You can look at the gradient for each layer, either directly

net.conv1.bias.grad

or through the parameters (here for the bias of the first layer),

ii = 0
for x in net.parameters():
    if ii == 1:
        print(x.grad.data)
    ii += 1

Gradient check

As an exercise, I decided to check the gradient of the neural net defined in the pytorch’s CIFAR10 tutorial, which is some variation of AlexNet. To set the values of a layer, you can do

mynet.layer_nb_x.<bias or weight>.data = pytorch.tensor(....,device=same_device_as_net)

So far, I actually only checked the gradient wrt the bias of the first convolutional layer. I compare against a finite-difference approximation (one-directional). The results are in the corresponding jupyter notebook stored on Borgy (/mnt/home/bencrestel/pytorch/tutorials/beginner_source/blitz/cifar10_tutorial.ipynb). To my great suprise, the gradient checks rather well when using double precision, but checks very poorly when using single precision.

I was wondering whether I was doing the right thing, but I found a bug report in the pytorch repo where some user reports trouble with gradient check. That issue is answered by one of the developpers by switching to double precision. Another, more explicit and more convincing report that single precision should be avoided for gradient check was found in Stanford’s online course on CNN for visual recognition. In the gradient checks, they warn the readers to use double precision. So it seems well accepted that in single precision, the gradient will not check. Now on the bright side, looking at the results in single precision, it seems the problem comes from the finite-difference check, not the analytical gradient, which sorts of make sense.

no_grad

You sometimes see code where they wrap some code, often layers or value updates, inside a with statement

w1 = torch.tensor(...)
with torch.no_grad():
    w1 -= learning_rate * grad_w1
    ...

It is necessary to tell torch to not track the layer update in the next backpropagation step. However, you do not need to do that if you access the weights of a layer through the data method,

net.layer1.weights.data = ...

Indeed, as explained in the comments of that code, tensor.data gives a tensor that shares the storage with tensor, but doesn’t track history.

train vs eval

You need to specify in what mode the network is, either train (when training) or eval (when you’re done with training and want to use the network). This is used, for instance, by some types of layers like BatchNorm or Dropout, that behave differently in training and evaluation phases.

Using CUDA

You need to explicitly transfer your data structures (neural net,…) onto the GPU, using the .to()command. To transfer the neural net, you do

gpu0 = torch.device("cuda:0" if torch.cuda.is_available() else "cpu")
net.to(gpu0)

You also need to transfer the input data onto the GPU if you want to do that, e.g.,

inputs, labels = inputs.to(gpu0), labels.to(gpu0)

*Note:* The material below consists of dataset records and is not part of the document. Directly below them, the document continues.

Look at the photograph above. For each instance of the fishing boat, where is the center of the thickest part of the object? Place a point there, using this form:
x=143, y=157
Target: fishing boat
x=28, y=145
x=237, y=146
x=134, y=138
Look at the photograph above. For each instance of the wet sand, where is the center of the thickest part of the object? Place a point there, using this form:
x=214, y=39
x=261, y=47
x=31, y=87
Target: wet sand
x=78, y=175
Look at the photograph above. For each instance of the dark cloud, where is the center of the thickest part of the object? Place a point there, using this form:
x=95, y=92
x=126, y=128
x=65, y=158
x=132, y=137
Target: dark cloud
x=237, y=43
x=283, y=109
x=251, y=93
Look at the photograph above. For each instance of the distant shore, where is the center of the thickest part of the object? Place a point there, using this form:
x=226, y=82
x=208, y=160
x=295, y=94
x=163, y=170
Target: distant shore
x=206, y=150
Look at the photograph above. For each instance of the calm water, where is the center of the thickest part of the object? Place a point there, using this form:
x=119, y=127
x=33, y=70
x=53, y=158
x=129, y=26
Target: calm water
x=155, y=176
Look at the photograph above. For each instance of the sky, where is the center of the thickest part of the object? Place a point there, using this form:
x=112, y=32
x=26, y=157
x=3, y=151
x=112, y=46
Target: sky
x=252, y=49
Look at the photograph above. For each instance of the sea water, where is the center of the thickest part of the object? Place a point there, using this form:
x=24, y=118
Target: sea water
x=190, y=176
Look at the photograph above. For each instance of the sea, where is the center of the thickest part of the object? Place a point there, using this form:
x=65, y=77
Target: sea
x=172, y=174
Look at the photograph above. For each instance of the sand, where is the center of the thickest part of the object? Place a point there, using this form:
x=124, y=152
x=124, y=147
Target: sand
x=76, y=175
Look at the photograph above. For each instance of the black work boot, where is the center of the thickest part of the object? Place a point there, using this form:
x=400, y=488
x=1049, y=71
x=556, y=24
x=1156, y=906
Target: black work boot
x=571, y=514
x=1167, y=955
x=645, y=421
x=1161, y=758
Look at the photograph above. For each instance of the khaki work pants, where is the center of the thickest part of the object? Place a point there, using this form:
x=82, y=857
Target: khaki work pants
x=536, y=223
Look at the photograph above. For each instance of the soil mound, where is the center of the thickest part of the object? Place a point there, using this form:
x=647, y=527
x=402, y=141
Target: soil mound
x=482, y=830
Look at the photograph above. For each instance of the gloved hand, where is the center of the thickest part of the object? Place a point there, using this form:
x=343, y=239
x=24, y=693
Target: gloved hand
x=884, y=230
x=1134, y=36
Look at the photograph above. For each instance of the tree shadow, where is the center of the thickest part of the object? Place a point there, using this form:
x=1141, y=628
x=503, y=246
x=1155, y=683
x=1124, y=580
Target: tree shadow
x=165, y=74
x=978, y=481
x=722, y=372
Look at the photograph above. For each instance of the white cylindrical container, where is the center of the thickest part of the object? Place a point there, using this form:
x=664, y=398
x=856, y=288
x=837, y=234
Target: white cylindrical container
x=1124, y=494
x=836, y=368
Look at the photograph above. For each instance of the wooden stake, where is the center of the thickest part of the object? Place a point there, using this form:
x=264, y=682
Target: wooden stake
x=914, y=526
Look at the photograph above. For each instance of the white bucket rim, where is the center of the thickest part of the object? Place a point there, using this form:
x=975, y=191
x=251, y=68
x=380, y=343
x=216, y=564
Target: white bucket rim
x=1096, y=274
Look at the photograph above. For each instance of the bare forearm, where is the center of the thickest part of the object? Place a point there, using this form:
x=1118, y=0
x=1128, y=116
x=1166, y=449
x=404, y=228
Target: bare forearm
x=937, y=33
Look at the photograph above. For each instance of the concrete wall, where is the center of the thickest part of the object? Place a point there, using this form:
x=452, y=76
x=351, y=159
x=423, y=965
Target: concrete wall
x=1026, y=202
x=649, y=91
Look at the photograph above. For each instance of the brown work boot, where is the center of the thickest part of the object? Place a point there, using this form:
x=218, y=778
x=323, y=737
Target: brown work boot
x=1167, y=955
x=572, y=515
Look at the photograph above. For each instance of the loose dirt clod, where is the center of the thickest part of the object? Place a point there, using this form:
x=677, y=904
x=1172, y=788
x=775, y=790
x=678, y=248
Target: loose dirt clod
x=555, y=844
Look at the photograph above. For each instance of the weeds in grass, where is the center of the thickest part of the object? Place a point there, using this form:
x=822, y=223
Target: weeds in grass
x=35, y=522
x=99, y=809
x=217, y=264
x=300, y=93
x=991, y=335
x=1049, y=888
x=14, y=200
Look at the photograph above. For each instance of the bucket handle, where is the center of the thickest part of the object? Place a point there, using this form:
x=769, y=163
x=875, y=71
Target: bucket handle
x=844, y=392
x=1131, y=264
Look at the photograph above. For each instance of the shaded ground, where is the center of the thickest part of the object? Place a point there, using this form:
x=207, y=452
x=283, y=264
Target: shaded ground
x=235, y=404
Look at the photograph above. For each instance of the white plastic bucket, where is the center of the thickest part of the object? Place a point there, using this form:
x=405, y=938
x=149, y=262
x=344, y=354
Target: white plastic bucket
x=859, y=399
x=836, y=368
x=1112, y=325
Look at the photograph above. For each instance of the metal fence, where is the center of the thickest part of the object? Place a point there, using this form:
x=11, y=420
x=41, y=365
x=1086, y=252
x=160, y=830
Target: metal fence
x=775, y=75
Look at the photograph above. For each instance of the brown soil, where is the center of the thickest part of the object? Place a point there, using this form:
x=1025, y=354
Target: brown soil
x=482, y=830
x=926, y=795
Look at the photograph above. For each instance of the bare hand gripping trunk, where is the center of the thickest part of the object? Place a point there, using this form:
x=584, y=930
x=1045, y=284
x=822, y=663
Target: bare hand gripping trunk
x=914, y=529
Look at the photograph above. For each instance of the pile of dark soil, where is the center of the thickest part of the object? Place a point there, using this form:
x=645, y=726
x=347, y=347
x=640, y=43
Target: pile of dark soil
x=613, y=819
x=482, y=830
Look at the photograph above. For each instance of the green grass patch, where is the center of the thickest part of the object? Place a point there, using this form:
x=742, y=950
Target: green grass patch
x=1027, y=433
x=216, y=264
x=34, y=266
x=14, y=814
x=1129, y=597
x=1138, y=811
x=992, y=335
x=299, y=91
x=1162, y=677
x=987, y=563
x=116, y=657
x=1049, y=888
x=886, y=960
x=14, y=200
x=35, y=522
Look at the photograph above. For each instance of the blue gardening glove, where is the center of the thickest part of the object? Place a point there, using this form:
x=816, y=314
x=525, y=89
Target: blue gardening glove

Note that when applied to tensors .to(gpu0) creates a copy (unlike when applied to the model). This is described at the end of the CIFAR10 tutorial.

Another good reference for all CUDA matters is the documentation.

A first interesting observation with that CIFAR10 dataset is that for a given number of epochs, smaller mini-batches (e.g., default of 4) lead to higher accuracy, but will take longer to train than, for instance with mini-batches of 64 pics. However, since each epoch is faster with larger mini-batches, a more fair comparision should be for a fixed run time, in which case it seems larger mini-batches win (for that specific application).

Using more than 1 GPU

Now by default, pytorch will only use 1 GPU. If you want to use more than 1 GPU, you need to use DataParallel.